To the medical director at Caron Treatment Centers, giving physicians and patients multiple options in treatment stands as a primary goal. That is why Joseph Garbely, DO, FASAM, is reassured by results of two recent studies, including one published this week, that showed comparable efficacy and safety between sublingual buprenorphine and injectable naltrexone for opioid dependence.
“We as physicians need choices,” Garbely tells Addiction Professional. And one factor remains unmistakable to him when it comes to treating patients with opioid addiction: “They have to be on medication-assisted treatment. We have to get them on medication-assisted treatment.”
Garbely says Caron definitely leans toward the monthly injectable Vivitrol as its preferred medication treatment for opioid dependence. As an extended treatment program, Caron is able to negotiate the factor that the most recently published of the two studies identifies as the main impediment to success with injectable naltrexone: the challenge of successful induction to the antagonist drug due to the patient needing to be opioid-free before receiving the initial dose.
This open-label U.S. study, published online this week in The Lancet, involved 570 adult patients with an opioid use disorder who were randomized to monthly injections of Vivitrol or daily self-administered doses of sublingual Suboxone film for 24 weeks. When looking only at patients who were successfully initiated on a medication, the researchers found similar rates of opioid-negative urine screens and patient relapse, as well as comparable adverse effect results. But the researchers reported that while the initiation rate was 94% in the buprenorphine group, it was only 72% in the injectable naltrexone group.

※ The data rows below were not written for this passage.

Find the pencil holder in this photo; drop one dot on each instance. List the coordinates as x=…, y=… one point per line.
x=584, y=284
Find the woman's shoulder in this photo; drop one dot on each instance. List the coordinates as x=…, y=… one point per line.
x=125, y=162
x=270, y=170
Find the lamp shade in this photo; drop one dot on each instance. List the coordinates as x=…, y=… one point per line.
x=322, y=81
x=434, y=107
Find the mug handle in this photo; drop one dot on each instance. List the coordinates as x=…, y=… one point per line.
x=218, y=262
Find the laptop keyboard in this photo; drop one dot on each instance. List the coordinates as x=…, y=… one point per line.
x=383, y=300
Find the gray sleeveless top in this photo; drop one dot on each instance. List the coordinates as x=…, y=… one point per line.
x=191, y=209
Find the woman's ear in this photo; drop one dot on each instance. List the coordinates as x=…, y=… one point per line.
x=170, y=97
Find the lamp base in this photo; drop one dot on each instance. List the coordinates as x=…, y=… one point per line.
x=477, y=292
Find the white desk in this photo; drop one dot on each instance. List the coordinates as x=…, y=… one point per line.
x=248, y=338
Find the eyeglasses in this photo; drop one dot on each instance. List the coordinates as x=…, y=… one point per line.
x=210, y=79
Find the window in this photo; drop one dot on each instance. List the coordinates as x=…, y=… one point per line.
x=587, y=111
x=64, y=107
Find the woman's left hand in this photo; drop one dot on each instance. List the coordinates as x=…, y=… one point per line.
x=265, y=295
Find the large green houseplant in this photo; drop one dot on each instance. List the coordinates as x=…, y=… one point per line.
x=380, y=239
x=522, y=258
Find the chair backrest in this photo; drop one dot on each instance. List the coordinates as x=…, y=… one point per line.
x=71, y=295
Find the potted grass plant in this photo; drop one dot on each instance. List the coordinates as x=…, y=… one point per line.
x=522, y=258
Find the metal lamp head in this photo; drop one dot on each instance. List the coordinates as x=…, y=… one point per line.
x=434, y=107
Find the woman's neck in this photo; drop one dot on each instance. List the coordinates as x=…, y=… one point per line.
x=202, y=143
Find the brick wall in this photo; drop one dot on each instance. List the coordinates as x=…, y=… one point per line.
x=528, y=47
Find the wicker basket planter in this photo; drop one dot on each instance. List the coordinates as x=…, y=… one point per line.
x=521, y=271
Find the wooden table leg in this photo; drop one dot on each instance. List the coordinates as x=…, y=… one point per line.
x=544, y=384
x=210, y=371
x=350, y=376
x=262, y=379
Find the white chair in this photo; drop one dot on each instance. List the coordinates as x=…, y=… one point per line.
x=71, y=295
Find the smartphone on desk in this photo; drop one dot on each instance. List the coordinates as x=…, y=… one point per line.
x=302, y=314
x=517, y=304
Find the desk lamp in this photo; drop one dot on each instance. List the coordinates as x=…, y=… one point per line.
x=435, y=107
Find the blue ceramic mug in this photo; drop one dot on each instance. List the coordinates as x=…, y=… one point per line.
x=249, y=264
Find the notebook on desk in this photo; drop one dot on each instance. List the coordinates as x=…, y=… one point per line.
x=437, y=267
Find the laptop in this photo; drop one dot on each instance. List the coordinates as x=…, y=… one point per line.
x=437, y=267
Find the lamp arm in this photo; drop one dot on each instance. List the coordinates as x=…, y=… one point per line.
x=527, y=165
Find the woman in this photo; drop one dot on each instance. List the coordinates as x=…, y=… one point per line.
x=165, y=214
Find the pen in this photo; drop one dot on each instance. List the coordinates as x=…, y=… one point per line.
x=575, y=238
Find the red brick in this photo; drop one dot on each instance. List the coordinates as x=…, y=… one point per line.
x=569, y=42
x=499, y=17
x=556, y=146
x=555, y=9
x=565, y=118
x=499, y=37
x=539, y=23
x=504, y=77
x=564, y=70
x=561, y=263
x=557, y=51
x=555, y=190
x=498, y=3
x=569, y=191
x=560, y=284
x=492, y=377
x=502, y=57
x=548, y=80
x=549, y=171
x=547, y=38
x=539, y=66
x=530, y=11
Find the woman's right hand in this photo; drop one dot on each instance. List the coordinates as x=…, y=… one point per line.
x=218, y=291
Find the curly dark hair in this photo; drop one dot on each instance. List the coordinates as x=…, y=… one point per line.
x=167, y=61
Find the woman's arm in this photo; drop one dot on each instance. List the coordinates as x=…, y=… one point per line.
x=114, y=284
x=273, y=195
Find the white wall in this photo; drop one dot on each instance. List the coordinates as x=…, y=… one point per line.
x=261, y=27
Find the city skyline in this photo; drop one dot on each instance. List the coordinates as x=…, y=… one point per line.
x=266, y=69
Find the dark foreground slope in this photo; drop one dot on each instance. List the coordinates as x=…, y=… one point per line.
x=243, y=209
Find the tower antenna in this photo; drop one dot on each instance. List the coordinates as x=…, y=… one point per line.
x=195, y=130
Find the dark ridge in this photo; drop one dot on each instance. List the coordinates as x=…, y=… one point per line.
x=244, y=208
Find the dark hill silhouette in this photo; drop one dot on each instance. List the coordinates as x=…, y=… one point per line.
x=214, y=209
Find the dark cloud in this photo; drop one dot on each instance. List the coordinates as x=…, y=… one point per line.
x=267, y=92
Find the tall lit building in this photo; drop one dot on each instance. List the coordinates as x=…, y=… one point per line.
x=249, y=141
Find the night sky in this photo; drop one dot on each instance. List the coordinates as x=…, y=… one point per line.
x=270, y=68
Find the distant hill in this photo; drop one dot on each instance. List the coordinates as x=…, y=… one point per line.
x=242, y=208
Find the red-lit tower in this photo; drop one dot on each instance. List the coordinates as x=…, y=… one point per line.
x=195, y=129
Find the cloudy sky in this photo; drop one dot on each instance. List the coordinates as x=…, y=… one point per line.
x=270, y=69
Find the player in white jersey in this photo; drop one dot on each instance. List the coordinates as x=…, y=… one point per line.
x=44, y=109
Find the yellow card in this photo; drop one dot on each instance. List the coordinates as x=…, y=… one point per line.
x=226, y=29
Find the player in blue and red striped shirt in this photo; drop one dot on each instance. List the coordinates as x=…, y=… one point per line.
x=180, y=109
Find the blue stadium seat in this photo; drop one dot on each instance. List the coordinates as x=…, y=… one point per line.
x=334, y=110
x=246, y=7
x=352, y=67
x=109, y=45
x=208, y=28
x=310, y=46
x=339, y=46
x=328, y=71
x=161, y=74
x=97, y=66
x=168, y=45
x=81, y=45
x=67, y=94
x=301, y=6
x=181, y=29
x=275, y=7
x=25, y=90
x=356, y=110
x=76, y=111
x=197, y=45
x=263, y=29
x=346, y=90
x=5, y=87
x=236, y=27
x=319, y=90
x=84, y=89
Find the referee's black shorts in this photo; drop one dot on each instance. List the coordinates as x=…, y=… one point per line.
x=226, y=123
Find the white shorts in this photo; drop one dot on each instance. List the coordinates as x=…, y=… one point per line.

Lead author Joshua D. Lee, MD, of the New York University School of Medicine’s Department of Population Health, tells Addiction Professional that while the study results confirmed practical issues that already were well-known, such as the initiation challenge with injectable naltrexone, the main emphasis was to examine the trajectory of treatment with each of the medications over six months. “The heartening finding was that outcomes were comparably quite good for those initiating either treatment,” Lee says.
The other recently released study, a Norwegian study involving 159 patients that was published last month, found comparable efficacy and safety profiles between buprenorphine and injectable naltrexone over a three-month period. Garbely says that study bypassed the issue of induction.
“We needed to look at these two modalities head to head to see if both work, and are they safe,” says Garbely. Once patients were successfully initiated, patients on the medications had largely equivalent results, in both studies, he says.
Lee explains that in the study published this week, the comparative risk of relapse between the two medications appeared to favor buprenorphine at the early stages of the study, then evened out between the two drugs, and then appeared to skew more in favor of use of injectable naltrexone.
He hopes the findings will add to evidence that could convince more substance use treatment programs to offer their patients access to all of the available medications for opioid dependence, including methadone as well. Lee also says these findings should counteract the effect of some recent unflattering media portrayals of Vivitrol and the marketing efforts behind it—coverage that he believes has inaccurately portrayed the drug to some as “snake oil.”